Aktueller Goldkurs

16.11.18, 21:52 Uhr (GMT)

1.077 Euro | 1.222 USD

Goldige Aussichten ab 2016?

Der Goldpreis verdeutlicht aktuell einmal mehr die Bedeutung des Wortes “eigentlich”: Eigentlich ist alles angerichtet, um eine Gold-Rallye auszulösen. Nun folgt das obligatorische “aber” – es fehlen klare Impulse, selbst die Gold-ETFs weisen aktuell einen rekordverdächtigen Tiefststand auf. Trotzdem prognostizieren die Experten der HSBC eine kräftige Erholung in den kommenden Jahren.

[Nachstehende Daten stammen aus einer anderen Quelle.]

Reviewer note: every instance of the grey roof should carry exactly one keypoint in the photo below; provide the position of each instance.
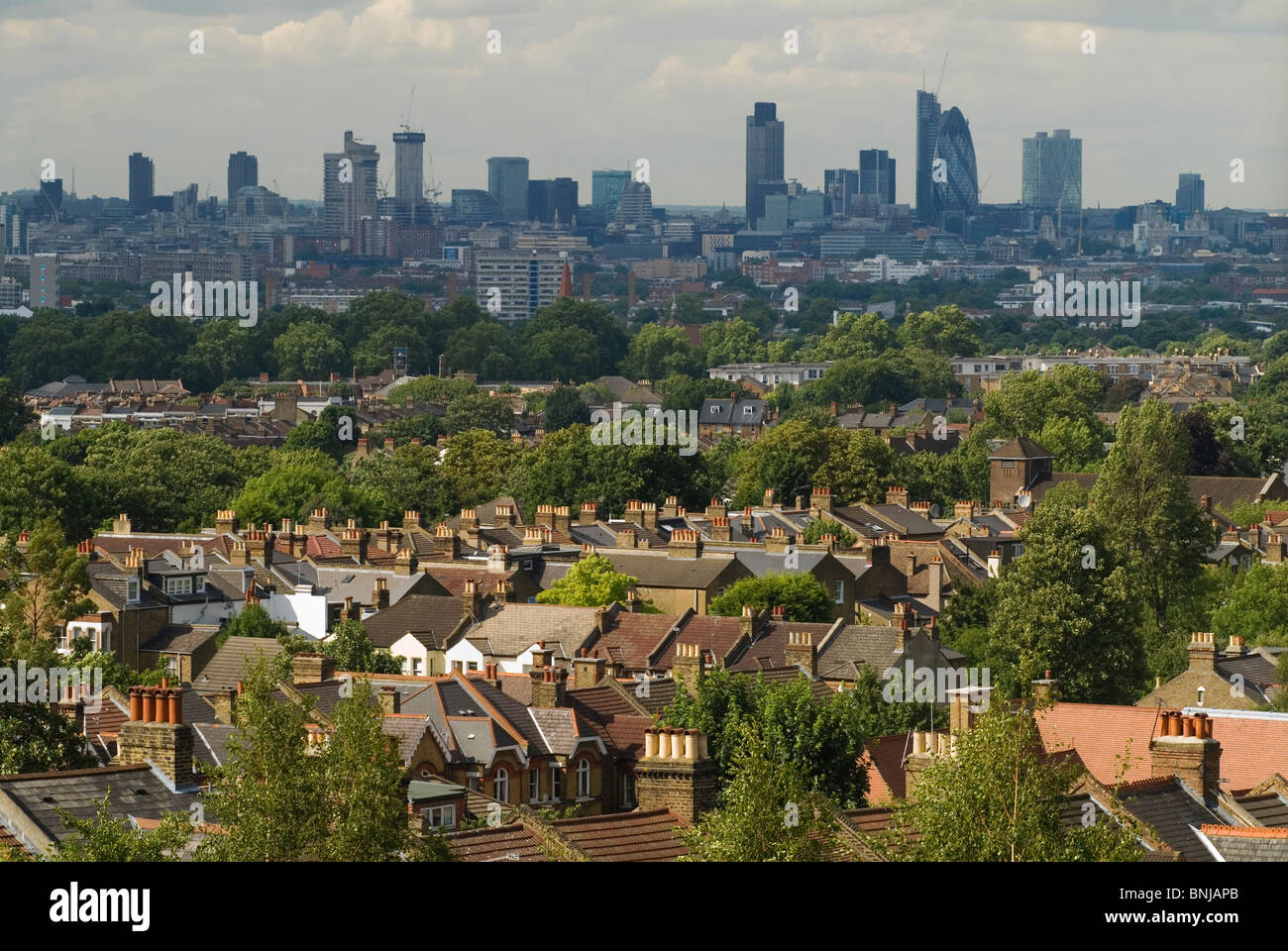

US-Dollar stärker als alle Krisen-Szenarien

Weder der Terror in Europa, noch die Krisen im Nahen und Mittleren Osten oder die wirtschaftlichen Unsicherheiten konnten den Goldpreis beflügeln. Was bislang immer zu einem Anwachsen der Nachfrage geführt hatte, bleibt nun ohne jegliche Wirkung – im Gegenteil. Der Goldpreis hat erneut nachgegeben, aktuell notiert er um 1.068 US-Dollar für die Feinunze. Im Gegenzug mehren sich die Spekulationen um ein weiteres Erstarken der US-amerikanischen Währung, eine Parität zum Euro wird nicht mehr ausgeschlossen. Nicht zuletzt die enormen Auswirkungen des Abgas-Skandals, der vollkommene überzogene Dimensionen angenommen hat, dürften dazu beigetragen haben. Die Daten vom US-Arbeitsmarkt hingegen taugen bei aller Euphorie und dem kritischen Blick hinter die Kulissen nicht dafür, der US-Wirtschaft ein positives Zeugnis auszustellen. Trotzdem ist die psychologische Wirkung nicht zu unterschätzen, wie sich aktuell am Goldpreis ablesen lässt.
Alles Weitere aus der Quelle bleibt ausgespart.